The chewing of khat leaves in Ethiopia is a tradition dating back centuries and is often used by Sufi Muslims as part of their religious experience. In Faya Dayi, which premiered at last year’s Sundance Film Festival, Mexican-Ethiopian director, producer and cinematographer Jessica Beshir finds vivid inspiration in the practice.

The term ‘soporific’ is, one would imagine, not how most directors would like their films to be described. But that is exactly the experience of watch Beshir’s debut feature documentary, in the sense that it induces an almost trance-like state in the viewer. Watching Faya Dayi is like having a directed dream, drifting from image to image, sound to sound, floating down a stream of sensation.

The aural soundscape is as responsible as the luminous black and white photography for this experience, combining the sounds of nature and spoken poetry which together direct the flow of a river of images. As a purely aesthetic experience, Faya Dayi is transcendent. There are, of course, cultural and historical specificities that will be lost on some and crystal clear for others, but the experience, I think, goes beyond pedestrian interpretations of the same imagery; multiple viewings are likely to produce very different experiences.

Faya Dayi is not a narrative film but it is filled with stories; brothers who dream of escaping the khat fields, a child whose father becomes abusive after chewing the leaves in the morning.
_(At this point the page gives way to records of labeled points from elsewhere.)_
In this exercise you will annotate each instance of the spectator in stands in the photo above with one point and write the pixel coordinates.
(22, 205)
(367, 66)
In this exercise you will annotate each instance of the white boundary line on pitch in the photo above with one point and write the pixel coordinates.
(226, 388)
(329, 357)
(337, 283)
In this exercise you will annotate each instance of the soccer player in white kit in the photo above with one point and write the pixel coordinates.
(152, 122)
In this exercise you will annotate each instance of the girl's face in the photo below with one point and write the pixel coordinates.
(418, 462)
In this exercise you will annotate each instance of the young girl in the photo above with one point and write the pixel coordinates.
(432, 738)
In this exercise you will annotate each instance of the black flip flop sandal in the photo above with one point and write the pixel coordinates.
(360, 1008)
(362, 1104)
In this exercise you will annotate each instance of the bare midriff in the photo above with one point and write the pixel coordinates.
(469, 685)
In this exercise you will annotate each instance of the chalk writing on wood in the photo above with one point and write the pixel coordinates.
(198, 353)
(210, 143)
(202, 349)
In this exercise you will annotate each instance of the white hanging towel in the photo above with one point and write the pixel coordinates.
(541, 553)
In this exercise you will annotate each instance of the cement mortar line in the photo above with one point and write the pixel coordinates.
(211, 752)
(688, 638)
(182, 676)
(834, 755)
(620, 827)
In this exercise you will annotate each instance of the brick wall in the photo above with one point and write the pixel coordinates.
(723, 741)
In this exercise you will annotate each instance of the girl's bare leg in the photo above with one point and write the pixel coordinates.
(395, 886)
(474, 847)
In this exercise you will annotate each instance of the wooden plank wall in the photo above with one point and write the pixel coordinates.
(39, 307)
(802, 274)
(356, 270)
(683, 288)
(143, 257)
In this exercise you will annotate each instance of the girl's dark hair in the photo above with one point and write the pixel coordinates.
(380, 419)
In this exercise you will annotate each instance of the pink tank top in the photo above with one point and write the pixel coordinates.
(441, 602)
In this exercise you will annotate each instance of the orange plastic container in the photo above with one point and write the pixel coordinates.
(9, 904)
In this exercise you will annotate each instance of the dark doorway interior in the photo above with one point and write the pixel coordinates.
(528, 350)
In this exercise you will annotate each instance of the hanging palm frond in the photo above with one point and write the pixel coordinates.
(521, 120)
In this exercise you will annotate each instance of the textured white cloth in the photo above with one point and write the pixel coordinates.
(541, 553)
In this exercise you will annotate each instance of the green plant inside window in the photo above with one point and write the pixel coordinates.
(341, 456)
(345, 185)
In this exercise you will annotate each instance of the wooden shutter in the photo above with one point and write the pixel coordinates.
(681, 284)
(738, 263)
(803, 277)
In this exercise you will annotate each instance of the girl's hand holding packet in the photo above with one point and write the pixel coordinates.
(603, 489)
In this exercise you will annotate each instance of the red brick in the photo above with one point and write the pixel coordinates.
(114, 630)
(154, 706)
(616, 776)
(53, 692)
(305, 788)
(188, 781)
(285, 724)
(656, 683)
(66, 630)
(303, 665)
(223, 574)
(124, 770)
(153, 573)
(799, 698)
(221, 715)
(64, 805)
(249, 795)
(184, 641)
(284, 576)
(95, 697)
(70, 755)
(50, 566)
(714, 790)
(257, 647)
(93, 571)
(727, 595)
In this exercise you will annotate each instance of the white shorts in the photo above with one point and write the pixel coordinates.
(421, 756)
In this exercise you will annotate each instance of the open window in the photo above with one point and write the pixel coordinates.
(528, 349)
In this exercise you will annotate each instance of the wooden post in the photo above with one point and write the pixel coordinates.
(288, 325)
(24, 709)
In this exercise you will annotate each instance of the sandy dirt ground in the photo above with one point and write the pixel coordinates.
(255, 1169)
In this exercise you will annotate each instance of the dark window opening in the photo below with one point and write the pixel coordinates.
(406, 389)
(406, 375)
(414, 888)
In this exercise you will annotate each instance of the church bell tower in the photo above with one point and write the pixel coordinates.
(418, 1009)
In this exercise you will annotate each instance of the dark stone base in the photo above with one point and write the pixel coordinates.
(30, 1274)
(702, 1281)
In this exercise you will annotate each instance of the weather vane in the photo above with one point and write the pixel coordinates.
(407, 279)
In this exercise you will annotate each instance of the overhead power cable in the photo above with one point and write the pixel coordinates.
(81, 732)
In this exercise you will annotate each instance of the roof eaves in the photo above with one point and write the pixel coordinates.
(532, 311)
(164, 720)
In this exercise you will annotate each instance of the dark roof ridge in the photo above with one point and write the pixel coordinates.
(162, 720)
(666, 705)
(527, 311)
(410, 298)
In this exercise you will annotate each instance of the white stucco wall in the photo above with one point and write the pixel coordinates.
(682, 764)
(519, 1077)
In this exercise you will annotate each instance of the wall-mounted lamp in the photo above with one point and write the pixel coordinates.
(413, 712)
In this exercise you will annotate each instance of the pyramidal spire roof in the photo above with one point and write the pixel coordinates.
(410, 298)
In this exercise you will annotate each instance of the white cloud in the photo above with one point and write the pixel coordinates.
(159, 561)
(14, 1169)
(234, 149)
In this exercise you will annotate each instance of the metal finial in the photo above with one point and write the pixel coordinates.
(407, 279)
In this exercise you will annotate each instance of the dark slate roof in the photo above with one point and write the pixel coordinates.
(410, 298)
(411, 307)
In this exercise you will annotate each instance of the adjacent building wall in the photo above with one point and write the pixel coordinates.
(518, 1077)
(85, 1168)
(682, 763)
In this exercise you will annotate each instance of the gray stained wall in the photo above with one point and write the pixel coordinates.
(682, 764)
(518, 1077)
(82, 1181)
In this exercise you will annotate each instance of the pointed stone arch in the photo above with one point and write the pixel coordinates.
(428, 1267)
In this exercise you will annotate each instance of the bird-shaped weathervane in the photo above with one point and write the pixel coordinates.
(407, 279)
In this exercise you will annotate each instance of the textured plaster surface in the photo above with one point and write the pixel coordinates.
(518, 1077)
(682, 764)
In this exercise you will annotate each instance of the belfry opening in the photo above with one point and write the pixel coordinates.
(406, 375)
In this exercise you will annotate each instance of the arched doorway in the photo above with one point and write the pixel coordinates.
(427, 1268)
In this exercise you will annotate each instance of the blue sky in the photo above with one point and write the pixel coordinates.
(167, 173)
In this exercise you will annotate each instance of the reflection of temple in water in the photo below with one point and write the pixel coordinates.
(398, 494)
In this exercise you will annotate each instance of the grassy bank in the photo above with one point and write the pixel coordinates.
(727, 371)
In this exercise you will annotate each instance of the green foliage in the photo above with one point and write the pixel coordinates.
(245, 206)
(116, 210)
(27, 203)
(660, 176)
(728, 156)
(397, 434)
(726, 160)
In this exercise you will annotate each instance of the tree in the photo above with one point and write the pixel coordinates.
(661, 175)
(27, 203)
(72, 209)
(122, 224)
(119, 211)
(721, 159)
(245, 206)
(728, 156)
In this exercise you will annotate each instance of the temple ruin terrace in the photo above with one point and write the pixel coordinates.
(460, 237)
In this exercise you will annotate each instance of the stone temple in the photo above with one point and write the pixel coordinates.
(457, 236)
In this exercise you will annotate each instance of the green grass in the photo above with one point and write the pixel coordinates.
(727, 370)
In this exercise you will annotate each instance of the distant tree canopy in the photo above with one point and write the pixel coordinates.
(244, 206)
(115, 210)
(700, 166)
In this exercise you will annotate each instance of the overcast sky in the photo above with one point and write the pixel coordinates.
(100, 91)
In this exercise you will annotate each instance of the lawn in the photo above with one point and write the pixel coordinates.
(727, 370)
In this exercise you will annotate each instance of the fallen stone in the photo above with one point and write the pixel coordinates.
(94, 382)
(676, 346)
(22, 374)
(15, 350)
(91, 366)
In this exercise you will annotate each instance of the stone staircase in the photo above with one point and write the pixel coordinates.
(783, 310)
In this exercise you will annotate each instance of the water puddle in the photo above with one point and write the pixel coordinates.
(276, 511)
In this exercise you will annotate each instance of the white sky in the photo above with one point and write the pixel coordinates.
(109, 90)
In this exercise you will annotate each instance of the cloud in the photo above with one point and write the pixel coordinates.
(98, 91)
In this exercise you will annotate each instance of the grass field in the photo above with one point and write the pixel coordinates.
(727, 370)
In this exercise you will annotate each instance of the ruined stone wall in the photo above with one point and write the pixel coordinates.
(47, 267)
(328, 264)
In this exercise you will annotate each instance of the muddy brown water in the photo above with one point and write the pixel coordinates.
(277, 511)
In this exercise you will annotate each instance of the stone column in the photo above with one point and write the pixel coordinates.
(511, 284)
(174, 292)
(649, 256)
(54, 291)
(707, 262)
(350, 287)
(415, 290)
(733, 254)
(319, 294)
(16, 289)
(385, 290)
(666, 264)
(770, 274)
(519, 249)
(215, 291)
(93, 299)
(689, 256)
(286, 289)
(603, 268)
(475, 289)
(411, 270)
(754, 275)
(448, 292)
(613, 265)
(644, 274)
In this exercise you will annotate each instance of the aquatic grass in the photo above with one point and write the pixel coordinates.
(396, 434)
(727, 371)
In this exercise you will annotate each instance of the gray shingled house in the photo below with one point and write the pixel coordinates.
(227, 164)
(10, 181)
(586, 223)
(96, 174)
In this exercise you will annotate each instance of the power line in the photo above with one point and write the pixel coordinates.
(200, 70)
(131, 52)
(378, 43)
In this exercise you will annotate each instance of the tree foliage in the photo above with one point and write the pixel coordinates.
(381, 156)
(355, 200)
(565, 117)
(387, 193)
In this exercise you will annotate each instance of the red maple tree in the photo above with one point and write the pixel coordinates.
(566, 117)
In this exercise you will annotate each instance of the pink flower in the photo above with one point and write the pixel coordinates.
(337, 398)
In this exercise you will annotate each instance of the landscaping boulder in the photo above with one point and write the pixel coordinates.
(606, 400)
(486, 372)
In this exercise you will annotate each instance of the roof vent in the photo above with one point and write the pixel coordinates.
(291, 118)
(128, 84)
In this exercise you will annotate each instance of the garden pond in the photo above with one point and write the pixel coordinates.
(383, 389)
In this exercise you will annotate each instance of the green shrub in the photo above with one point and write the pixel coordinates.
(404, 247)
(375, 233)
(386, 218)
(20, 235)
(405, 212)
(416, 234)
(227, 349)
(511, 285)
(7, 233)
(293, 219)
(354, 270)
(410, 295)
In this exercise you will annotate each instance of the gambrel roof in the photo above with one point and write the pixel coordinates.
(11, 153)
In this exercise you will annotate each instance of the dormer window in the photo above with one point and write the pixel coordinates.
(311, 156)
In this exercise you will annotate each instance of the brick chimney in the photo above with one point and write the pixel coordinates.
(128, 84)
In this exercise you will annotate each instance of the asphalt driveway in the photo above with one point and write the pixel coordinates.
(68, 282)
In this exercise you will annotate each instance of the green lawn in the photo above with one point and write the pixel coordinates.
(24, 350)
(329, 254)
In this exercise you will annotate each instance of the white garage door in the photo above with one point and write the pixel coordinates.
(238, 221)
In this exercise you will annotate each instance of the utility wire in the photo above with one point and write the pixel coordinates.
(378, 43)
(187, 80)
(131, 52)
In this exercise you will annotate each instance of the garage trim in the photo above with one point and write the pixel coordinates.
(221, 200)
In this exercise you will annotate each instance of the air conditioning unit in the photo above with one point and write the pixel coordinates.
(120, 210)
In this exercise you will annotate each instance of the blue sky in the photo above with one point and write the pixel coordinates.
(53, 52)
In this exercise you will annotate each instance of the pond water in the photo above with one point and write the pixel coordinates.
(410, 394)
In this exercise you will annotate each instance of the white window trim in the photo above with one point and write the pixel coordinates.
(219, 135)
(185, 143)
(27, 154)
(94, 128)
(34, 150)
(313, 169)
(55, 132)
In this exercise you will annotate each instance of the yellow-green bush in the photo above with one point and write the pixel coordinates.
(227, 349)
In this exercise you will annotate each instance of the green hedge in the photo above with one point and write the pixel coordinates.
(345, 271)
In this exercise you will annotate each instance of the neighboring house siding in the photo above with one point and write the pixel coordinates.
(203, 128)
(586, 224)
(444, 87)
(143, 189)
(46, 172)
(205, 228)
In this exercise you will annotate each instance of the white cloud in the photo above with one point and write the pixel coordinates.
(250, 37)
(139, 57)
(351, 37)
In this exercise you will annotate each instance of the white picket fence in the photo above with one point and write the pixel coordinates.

Images like a boy floating in water or women picking khat leaves, ritualistically flicking at the stems, tell their own stories through sheer feeling. Other moments are logically inscrutable but have a resonance that defies explanation. There is a darkness, too, to Beshir’s film; khat dominates the Ethiopian economy, while the substance itself can be addictive and its use destructive. This ambivalence, too, directs the flow of the film, like so many eddies and snags in the river.

Beshir defies formal categorisation with a documentary that merges the external world with internal experience. Her film is at once about a cultural practice and a lucrative industry, but it is also about stories and storytelling, mystical experience and memory, concepts not easily communicated in conventional documentary form. If not in the right frame of mind, Faya Dayi is difficult to get a handle on. But that, perhaps, is the trick. Instead of trying to pin the film down and understand it logically, surrendering to its poetry and rhythms reveals something altogether more meaningful.